Re: systemd effectively mandatory now due to GNOME
On Thu, Oct 24, 2013 at 09:11:30AM +0100, Jonathan Dowland wrote:
> On Thu, Oct 24, 2013 at 02:09:46AM +0200, Adam Borowski wrote:
> > And I for one heavily use vservers
> It's a professional shame of mine that we are still trying to get rid of
> some old vserver instances at $WORK.
lxc is still nowhere close to vserver (or openvz) functionality. It lacks
even basics like "vserver enter" (you can't access a container more than
once other than via ssh or similar), not to speak about holding hostile
root. vserver probably is too heavily in maintenance mode to pretend to
satisfy this anymore, but not catching all intentional attackers doesn't
mean not stopping unintentional breakage -- or even intentional but
not sophisticated enough intruders.
And xen and kvm are so inefficient memory wise it's not funny. With
vserver, an empty container costs you only as much as the actual processes
need, while being able to get required memory immediately; with xen/kvm you
need to provision it with a large piece of slack so it can allocate things
before the baloon driver notices it must request more. Multiply the slack
by the number of virtual machines and you end up with most of your memory
doing nothing. Typical good practices with vserver include keeping every
service in a container on its own...
> I didn't think they'd rebased onto anything more recent than 2.6.20, I now
> see (with some dread) that you can get those patches for 3.x series kernels.
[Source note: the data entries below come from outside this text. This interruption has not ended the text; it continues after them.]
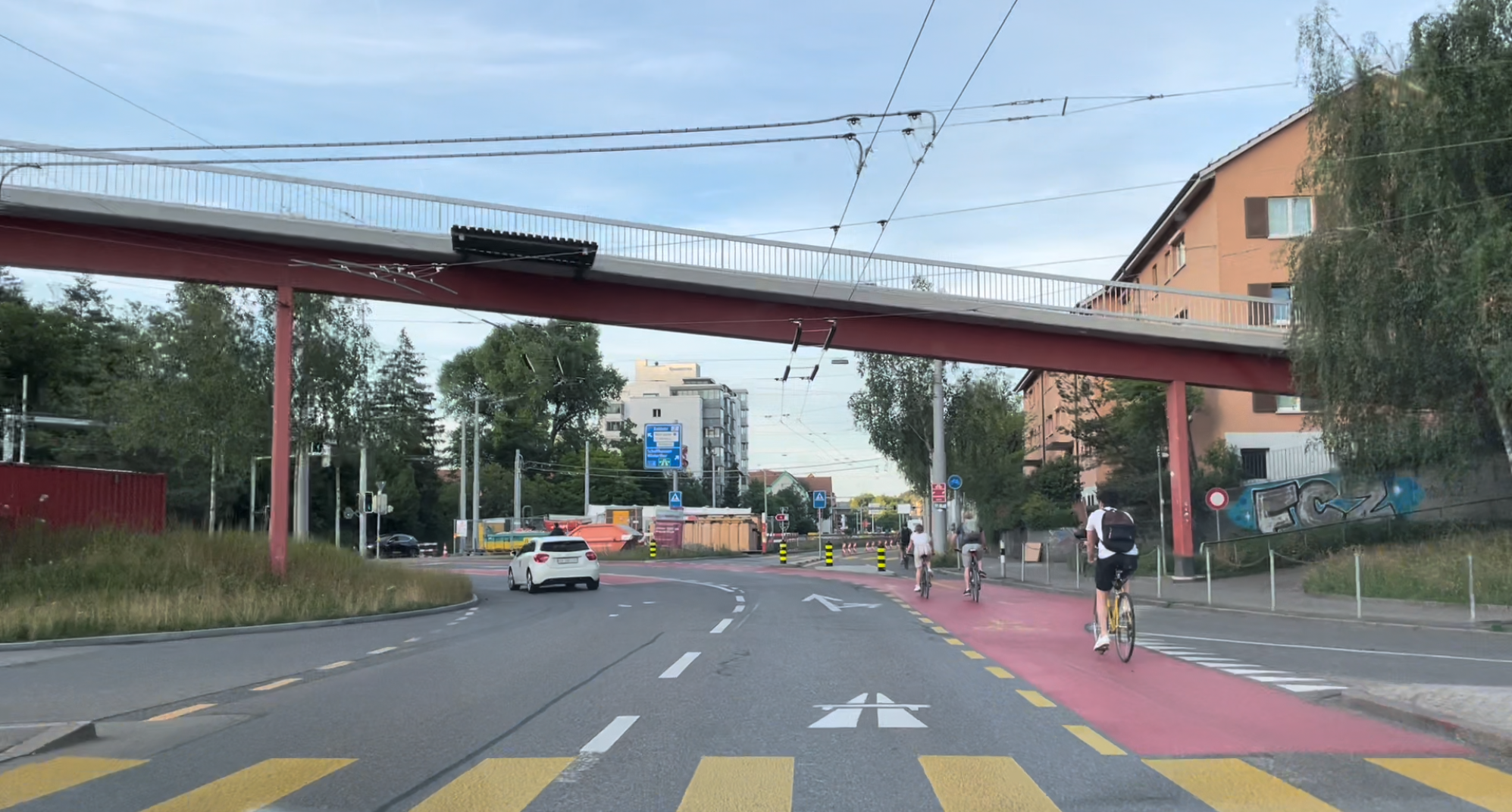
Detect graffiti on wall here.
[1228,473,1424,534]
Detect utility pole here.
[454,417,476,553]
[930,360,945,553]
[467,398,482,552]
[514,449,524,532]
[357,432,368,558]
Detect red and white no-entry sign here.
[1205,488,1228,509]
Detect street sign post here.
[646,423,684,470]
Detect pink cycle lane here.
[787,570,1470,757]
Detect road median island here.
[0,531,471,643]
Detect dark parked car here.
[368,532,421,558]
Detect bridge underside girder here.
[0,215,1291,570]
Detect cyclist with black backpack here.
[1087,488,1138,652]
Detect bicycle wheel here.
[1116,593,1134,663]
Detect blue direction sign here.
[646,423,682,470]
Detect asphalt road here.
[0,560,1512,812]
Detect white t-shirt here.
[1087,508,1138,558]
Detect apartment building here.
[599,362,750,488]
[1018,108,1332,493]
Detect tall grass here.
[1304,531,1512,607]
[0,531,471,641]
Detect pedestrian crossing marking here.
[678,756,792,812]
[0,756,147,809]
[919,756,1060,812]
[410,757,573,812]
[1144,759,1338,812]
[1019,689,1056,707]
[144,759,357,812]
[1061,724,1128,756]
[1365,759,1512,812]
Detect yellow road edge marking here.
[142,759,357,812]
[0,756,147,809]
[1019,688,1056,707]
[147,701,214,721]
[1061,724,1128,756]
[678,756,792,812]
[1144,759,1338,812]
[410,757,573,812]
[1365,759,1512,812]
[919,756,1060,812]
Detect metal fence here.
[0,140,1285,334]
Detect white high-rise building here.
[599,362,750,488]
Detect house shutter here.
[1249,282,1272,325]
[1244,198,1270,239]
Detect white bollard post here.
[1355,552,1365,619]
[1202,544,1213,607]
[1270,550,1276,611]
[1465,555,1476,623]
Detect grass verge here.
[1304,531,1512,607]
[0,531,471,643]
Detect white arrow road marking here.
[803,594,881,613]
[579,716,641,753]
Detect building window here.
[1270,284,1291,325]
[1267,198,1313,239]
[1238,447,1270,479]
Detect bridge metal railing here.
[0,140,1285,334]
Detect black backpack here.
[1100,508,1134,553]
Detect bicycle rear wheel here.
[1114,593,1134,663]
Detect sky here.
[0,0,1438,496]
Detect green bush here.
[0,531,471,641]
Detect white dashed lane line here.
[659,652,702,679]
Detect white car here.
[509,535,599,593]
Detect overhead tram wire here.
[847,0,1019,298]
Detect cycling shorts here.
[1094,552,1138,593]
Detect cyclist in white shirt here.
[1087,488,1138,652]
[906,525,934,591]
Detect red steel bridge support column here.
[1166,381,1197,578]
[268,286,293,578]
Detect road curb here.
[0,721,99,762]
[1340,688,1512,756]
[0,594,477,652]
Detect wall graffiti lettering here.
[1226,473,1424,534]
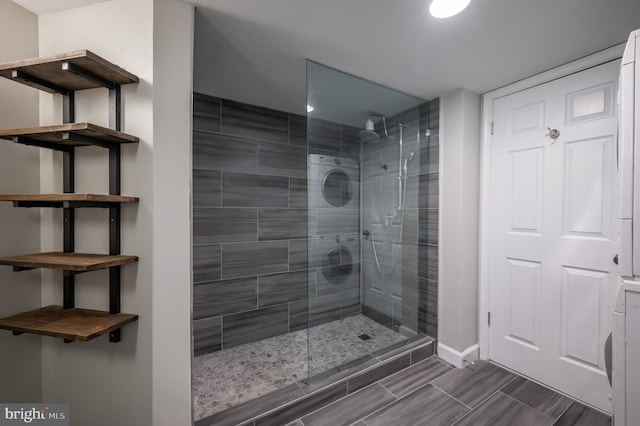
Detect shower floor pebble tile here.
[192,315,405,420]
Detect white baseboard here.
[438,342,480,368]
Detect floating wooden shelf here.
[0,305,138,341]
[0,123,139,148]
[0,50,138,92]
[0,194,139,208]
[0,252,138,272]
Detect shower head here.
[358,114,393,143]
[358,129,380,143]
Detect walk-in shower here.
[307,62,436,381]
[193,62,438,425]
[359,115,415,275]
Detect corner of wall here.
[0,0,42,402]
[438,89,481,365]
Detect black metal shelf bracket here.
[13,201,115,209]
[61,61,117,89]
[109,85,122,342]
[12,136,73,152]
[11,70,71,95]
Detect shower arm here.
[398,123,404,211]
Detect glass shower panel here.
[306,61,426,381]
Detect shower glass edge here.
[304,60,426,382]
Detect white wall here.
[438,89,481,367]
[0,0,42,402]
[39,0,193,426]
[153,0,194,426]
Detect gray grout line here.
[500,392,560,423]
[428,382,479,410]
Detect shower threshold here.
[193,315,433,426]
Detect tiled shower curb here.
[195,337,435,426]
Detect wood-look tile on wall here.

As every new major release adds more syscalls and refactoring to handle,
there's usually some slight lag: 3.10 kernels got ported only as of 3.10.9
(last update: 3.10.15) and 3.11 is not yet there. Claiming it's stuck at a
six and a half years old kernel, though, suggests your information might be
a bit stale.
> However, it does mean I can file your systemd experience (singular) in
> the "I tried systemd in conjunction with $INSANESHIT and something
> broke!" bucket. Rube Goldberg indeed…
Debian's infrastructure relies pretty heavily on chroot, and even that
would require Rube Goldberg steps to have daemons talk between the host
and guest. Needing this in the first place is wrong, as the whole point
of chroots/lxc/vserver/openvz/BSD jails/... is separation.